🤖 AI Summary
To address the challenge of balancing efficiency and model performance in data cleaning under resource constraints, this paper proposes a progressive cleaning optimization framework designed to maximize machine learning effectiveness. The method integrates error sensitivity analysis, incremental model evaluation, and a greedy selection strategy to dynamically recommend—per iteration—the most beneficial features to clean first. It supports adaptive handling of multiple ML algorithms and diverse error types, overcoming limitations of static cleaning pipelines and heuristic approaches based solely on feature importance. Experiments across multiple real-world datasets and mainstream ML models demonstrate an average prediction accuracy improvement of 5 percentage points, with gains up to 52 percentage points, significantly outperforming existing baselines.
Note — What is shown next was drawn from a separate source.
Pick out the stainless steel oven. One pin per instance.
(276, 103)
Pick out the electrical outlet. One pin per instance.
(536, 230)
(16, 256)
The core contribution is the first formulation of cleaning decisions as a sequence optimization problem explicitly targeting end-to-end model performance gain, enabling scalable, interpretable, and real-time cleaning recommendations.
📝 Abstract
Data quality is crucial in machine learning (ML) applications, as errors in the data can significantly impact the prediction accuracy of the underlying ML model. Therefore, data cleaning is an integral component of any ML pipeline. However, in practical scenarios, data cleaning incurs significant costs, as it often involves domain experts for configuring and executing the cleaning process. Thus, efficient resource allocation during data cleaning can enhance ML prediction accuracy while controlling expenses. This paper presents COMET, a system designed to optimize data cleaning efforts for ML tasks. COMET gives step-by-step recommendations on which feature to clean next, maximizing the efficiency of data cleaning under resource constraints. We evaluated COMET across various datasets, ML algorithms, and data error types, demonstrating its robustness and adaptability. Our results show that COMET consistently outperforms feature importance-based, random, and another well-known cleaning method, achieving up to 52 and on average 5 percentage points higher ML prediction accuracy than the proposed baselines.